Чтение онлайн

ЖАНРЫ

Шрифт:

— Эх, нашёл, себе… влюбился в статуетку. У ей же головка глиняная. А доверился бы ты мне, Андрюша… выбрал бы я тебе заволжскую королевну. Засмеётся — пар из подмышек идёт… понятно?

— Пар из подмышек не может итти. Этого не бывает, — разумно и жёстко возразил Дыбок, — если только ты не на русской печке хочешь меня женить.

С той поры экипаж примирился на мысли, что если бы эта американская, сливочно-волшебная штучка узнала про выбор русского танкиста, про высокую честь находиться в советской тридцать-четвёрке, пела бы втрое лучше свои песенки и человечной тревогой наполнились бы её праздничные глаза, беспечальные её ночи.

С гибелью друга стала ещё заметней замкнутость Дыбка. Все считали его старше двадцати шести лет. Врага он разил попрежнему и как-то очень спокойно, но не по равнодушию, невозможному при его горячности, а потому, что это умножало меткость его руки. За полгода дружбы Галышёв выцедил, однако, из Дыбка, что побывал он и столяром и слесарем-инструментальщиком, причём добился шестого разряда; пробуя силы в сельском хозяйстве, скосил однажды двумя комбайнами сто два гектара и, наконец, в качестве мозаичника выложил знаменитый пол на консервном заводе у себя в Крымской: только в валенках по нему и ходить

из опасения попортить или оскользнуться. Семьи у него не было, он не торопился, он пока только примеривался к жизни, и все почтительно понимали, что этот аккуратный, всегда такой чистый и как бы со стиснутыми зубами человек успеет совершить на своём веку всё ему положенное, отомстить за мёртвых, запомниться живым, размножиться в потомстве, да ещё останется время подвести итоги.

— Орёл, казацких кровей… я таких знавал, — говаривал Обрядин при Дыбке. — Вижу тебя, как ты в Кремль по ковровой лестнице поднимаешься.

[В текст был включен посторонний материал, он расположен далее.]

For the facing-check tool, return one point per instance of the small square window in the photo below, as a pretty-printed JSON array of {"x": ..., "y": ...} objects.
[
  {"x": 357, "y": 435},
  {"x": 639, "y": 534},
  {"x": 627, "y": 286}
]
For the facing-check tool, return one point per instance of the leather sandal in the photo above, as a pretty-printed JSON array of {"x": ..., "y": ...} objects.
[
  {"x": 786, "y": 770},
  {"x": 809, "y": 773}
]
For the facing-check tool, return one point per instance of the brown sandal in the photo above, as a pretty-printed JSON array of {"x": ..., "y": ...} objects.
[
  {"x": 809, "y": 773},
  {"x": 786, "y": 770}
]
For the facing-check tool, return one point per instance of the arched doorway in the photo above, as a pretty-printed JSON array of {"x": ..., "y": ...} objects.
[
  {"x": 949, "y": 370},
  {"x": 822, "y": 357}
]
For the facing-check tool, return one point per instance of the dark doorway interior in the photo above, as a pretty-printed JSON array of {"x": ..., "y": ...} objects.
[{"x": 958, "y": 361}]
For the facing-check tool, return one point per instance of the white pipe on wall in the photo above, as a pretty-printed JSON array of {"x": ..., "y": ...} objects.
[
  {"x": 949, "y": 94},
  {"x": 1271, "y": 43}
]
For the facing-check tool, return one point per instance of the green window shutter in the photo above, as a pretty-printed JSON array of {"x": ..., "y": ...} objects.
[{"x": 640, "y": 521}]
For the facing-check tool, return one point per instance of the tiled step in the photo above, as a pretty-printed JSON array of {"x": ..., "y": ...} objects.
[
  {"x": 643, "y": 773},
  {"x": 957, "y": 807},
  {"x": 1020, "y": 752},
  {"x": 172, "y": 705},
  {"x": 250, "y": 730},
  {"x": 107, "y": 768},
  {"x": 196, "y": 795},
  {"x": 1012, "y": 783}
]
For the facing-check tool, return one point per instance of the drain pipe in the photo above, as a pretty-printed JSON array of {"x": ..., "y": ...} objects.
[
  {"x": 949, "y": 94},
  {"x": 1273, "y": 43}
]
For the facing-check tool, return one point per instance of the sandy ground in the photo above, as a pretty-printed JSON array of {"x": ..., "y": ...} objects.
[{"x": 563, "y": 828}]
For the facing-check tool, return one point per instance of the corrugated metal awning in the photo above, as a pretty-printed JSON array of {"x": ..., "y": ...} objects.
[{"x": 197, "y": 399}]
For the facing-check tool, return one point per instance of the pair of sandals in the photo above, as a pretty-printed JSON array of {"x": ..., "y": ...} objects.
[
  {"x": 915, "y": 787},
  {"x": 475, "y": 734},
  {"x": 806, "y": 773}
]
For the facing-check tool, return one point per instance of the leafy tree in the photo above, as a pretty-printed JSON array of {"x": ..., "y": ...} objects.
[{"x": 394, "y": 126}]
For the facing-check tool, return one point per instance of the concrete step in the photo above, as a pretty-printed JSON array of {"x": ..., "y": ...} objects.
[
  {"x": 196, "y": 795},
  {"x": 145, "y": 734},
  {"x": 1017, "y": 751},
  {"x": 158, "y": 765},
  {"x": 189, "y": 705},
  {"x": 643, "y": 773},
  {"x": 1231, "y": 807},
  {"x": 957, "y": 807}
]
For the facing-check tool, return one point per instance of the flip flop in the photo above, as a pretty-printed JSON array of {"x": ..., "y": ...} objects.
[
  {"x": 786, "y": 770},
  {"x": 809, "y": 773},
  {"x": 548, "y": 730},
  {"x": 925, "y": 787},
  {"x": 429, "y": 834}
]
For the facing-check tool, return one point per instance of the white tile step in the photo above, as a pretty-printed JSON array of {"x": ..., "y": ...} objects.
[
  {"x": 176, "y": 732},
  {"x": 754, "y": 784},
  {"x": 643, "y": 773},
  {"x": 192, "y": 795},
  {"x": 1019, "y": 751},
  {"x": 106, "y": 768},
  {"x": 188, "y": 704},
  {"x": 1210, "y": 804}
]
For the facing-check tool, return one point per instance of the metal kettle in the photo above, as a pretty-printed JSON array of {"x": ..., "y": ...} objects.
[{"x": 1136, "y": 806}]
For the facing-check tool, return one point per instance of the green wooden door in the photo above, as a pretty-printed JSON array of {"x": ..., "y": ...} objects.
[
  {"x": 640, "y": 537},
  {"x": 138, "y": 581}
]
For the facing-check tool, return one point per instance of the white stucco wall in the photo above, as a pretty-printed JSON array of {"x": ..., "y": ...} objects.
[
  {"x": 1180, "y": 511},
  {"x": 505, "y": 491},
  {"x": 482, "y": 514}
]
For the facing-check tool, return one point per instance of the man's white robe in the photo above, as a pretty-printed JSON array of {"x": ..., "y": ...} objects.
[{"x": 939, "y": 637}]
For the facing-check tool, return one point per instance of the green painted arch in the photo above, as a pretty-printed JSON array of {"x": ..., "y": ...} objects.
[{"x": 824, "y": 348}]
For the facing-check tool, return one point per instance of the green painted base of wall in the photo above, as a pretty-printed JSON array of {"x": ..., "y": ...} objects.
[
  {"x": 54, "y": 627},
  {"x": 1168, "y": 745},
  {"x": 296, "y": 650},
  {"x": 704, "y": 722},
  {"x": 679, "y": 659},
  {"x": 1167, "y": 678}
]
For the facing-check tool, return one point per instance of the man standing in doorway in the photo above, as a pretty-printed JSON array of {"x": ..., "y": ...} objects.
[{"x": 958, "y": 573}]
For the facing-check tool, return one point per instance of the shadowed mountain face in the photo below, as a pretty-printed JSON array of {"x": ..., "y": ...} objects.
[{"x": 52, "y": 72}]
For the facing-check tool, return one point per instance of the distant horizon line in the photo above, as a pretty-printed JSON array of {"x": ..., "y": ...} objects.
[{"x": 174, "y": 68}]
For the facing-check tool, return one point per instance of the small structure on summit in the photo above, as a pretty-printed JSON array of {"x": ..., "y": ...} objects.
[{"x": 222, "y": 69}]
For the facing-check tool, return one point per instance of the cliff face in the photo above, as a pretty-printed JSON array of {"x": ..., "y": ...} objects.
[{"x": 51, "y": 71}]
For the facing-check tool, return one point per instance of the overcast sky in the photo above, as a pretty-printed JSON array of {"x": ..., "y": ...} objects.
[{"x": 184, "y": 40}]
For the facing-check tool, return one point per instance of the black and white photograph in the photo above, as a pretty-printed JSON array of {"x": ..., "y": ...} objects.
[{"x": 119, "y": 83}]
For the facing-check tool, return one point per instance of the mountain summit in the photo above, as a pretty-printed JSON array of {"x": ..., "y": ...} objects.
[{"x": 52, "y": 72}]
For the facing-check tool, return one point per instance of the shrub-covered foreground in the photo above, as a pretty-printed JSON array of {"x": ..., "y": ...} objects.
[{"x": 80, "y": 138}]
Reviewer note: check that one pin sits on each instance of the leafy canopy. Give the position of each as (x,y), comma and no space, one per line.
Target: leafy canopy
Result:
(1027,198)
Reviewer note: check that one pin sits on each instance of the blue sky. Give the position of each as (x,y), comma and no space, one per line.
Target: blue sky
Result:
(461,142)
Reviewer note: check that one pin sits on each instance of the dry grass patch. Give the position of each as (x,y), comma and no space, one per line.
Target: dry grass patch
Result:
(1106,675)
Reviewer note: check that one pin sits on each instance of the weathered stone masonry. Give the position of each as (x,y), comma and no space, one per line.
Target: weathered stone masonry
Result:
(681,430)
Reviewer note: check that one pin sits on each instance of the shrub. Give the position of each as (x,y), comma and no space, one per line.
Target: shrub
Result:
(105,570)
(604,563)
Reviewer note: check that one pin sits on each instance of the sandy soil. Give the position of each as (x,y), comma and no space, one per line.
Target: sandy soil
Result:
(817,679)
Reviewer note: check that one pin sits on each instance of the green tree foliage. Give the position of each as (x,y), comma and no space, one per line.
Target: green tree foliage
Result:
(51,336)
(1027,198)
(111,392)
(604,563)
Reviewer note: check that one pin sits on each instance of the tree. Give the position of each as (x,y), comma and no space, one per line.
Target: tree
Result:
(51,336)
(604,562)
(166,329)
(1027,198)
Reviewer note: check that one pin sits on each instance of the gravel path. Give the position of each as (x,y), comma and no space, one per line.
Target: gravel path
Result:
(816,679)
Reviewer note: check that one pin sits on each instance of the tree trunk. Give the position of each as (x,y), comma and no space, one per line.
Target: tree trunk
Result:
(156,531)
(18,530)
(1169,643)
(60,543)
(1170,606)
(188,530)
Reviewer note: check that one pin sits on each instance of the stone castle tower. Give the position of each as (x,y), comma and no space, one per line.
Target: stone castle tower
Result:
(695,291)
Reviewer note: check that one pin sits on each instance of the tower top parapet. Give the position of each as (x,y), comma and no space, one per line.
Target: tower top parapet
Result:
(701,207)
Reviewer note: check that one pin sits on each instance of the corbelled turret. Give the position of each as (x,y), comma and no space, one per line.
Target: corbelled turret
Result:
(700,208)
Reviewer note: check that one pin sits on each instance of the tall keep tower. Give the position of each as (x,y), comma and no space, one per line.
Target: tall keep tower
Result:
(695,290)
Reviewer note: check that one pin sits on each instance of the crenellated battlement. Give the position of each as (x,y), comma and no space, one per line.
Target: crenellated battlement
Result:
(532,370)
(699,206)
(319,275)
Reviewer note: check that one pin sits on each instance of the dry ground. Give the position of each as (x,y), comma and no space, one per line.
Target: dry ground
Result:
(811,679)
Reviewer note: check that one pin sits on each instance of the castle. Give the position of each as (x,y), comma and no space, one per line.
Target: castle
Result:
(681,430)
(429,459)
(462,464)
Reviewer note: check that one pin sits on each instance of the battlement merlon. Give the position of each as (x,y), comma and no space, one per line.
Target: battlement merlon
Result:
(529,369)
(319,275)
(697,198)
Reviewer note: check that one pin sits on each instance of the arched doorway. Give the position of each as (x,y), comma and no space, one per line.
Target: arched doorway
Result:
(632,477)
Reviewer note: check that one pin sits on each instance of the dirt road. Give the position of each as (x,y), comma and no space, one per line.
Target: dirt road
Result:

Я к тебе тогда в гости приду, Андрюша… и пусть твоя дочка мне сто грамм на серебряном подносе вынесет. Не прогонишь?

— Приходи, — совсем серьёзно отвечал Дыбок.

Всё это были вполне обыкновенные люди, и Литовченке лишь потому представлялись особенными, что он их разглядывал вблизи, как бы через увеличительное стекло. Он пришёл сюда простоватым пареньком, таким молодым, что ещё помнил наперечёт все прочитанные им книжки. Так и ждал бы он у себя на деревне часа, когда по приходе Красной Армии вызовут его повесткой в военкомат, если бы не происшествие с курёнком, о котором в ночь разгрузки рассказал генералу Обрядин. — Ударь немецкий офицер его мать, паренёк убил бы его сзади, без раздумий, как падает камень с горы, и всё закончилось бы на протяженьи вечера. Но тот лишь замахнулся, и мать так странно, точно хватаясь за соломинку, взглянула на сына, который с топором стоял у калитки и деревянно улыбался. Только через час внезапная ярость на своё постыдное бездействие вытолкнула его, дрожащего, из дому. Он не мог простить себе минутки неуместного молчанья, он искал обидчика и плакал от злости при этом. Удачливая звезда увела того из деревни. Это была самая длинная ночь в жизни Литовченки. Поочерёдно, то белёсый и стриженый немецкий затылок, то боязливые глаза матери — не за себя, а за последнего своего хлопца! — плыли перед ним в тумане. Близ рассвета попался ему на опушке свежий, похожий на затылок немца, белёсый пенёк; Литовченко всадил в него по обушок свой топоришко и, может быть, ждал, что тот застонет… Так из полудетского стыда и муки родились решимость воина и достоинство человека. Он не вернулся к матери на печку. Но ещё целый месяц дразнила его война, заставляя без выстрела валяться в партизанских дозорах, пока не послали с поручением на линию фронта. Специальность тракториста определила его дальнейшую судьбу. Танк и раньше привлекал его мальчишеское любопытство: танк показался ему чудом, едва он понял, что этим комбайном можно собрать десятикратный урожай мщенья.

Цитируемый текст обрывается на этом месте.